Multi-tenancy.. do you really need structured data?

One of the big architectural decisions you have to make in multi-tenant software is how you store and partition your data. In many cases you will choose for a RDMBS such as Sql Server, MySQL or Oracle. The choice for an RDMBS is well founded; you get powerful querying, transactions, recovery, backups, indexing and management capabilities. Sure, a RDMBS might not easily scale-out but by scaling up you can come a long way.

Once you go the RDBMS route you have to figure out a database schema that will suit your application. Of course it has to support multi-tenancy. And since you have only a single instance of your application your application must take care of dealing with querying the correct data. In your database design you basically have three options:

- A single database for each tenant

- A shared database, multiple-schema for each tenant

- A shared database, shared schema

This all has been well explained in this MSDN document, and that is not where I want to focus at. Instead, I want to share some design struggles I had with this.
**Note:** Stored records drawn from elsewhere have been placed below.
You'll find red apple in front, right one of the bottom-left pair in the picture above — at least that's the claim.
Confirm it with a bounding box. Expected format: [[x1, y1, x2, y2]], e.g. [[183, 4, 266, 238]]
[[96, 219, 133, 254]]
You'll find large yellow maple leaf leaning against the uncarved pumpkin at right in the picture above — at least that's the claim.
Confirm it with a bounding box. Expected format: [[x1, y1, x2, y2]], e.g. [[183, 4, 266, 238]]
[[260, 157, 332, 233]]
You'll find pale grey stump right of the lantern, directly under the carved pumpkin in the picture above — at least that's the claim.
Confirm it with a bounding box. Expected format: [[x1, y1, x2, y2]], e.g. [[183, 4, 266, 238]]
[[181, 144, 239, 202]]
I recently have been quite busy figuring out which path to take. The difficult notion here is how to deal with tenant-specific customizations. For example, different tenants might have the same business entity extended with different attributes. This does not align with a relation server, which only supports a fixed database schema. So you either have to design a very generic and flexible schema, in which case all variability is handled by your application layer. But this tends to lead to awkward and inflexible querying and an unclear schema with names like attribute1, attribute2, attribute3, and a lot of meta-data. The second option is to modify the schema at runtime, which is obviously only possible if each tenant has its own schema or database, a shared schema is not possible. The runtime modification of database schemas seemed like a sensible approach. Just use DDL for schema modifications and introspection and some application layer doing the translation work. But this quickly turns out quite complex and error-prone. For example, what to do with schema updates in your application? And how to upgrade existing tenant data to a revised schema?
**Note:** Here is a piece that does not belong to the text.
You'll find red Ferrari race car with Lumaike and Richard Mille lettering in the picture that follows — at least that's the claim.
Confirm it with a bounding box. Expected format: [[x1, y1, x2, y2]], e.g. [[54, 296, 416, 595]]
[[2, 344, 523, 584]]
Dealing with these problems I figured that the real problem might be that I am locked in this ‘ it has to fit in SQL’ mindset. When I came to think of it, a lot of these customer extensions just end up in some forms or reports. They do not interfere with the core functionality of your application. Why, then, should you store this data in a very structured way which causes all the associated hassle? Why not use, let’s say, the semi-structured XML data column in SQL server to store all this tenant-specific, and possibly ambiguous, data? The world-wide web is pretty much semi-structured and ambiguous, but it works pretty well in the end, doesn’t it? And if it works for the web, why should it not work for me?
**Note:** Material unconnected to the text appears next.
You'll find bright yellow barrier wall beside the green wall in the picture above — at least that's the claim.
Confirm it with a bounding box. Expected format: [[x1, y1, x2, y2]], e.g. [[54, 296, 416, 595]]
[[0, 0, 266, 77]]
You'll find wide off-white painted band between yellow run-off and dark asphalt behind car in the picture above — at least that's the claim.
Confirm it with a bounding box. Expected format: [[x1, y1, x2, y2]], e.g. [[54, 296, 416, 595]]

My current approach therefore is to have an explicit distinction between the structured and semi-structured data I deal with in my application. As it turned out, the structured data is very fixed among the different tenants. This allows me to adopt a shared database, shared schema approach. This might, or might not be the best way to go security-wise (tenants should never ever be able to see each others data), but at least I do have the option. This distinction also leads to a much more elegant and robust design with less complexity.

So, the next time you are struggling with a db schema, rethink it over; does it really need to be structured? Should it really be indexable and queryable? Or does it allow for a semi-structured data approach? The choice for less rigidity and more flexibility might save you a lot of troubles down the road.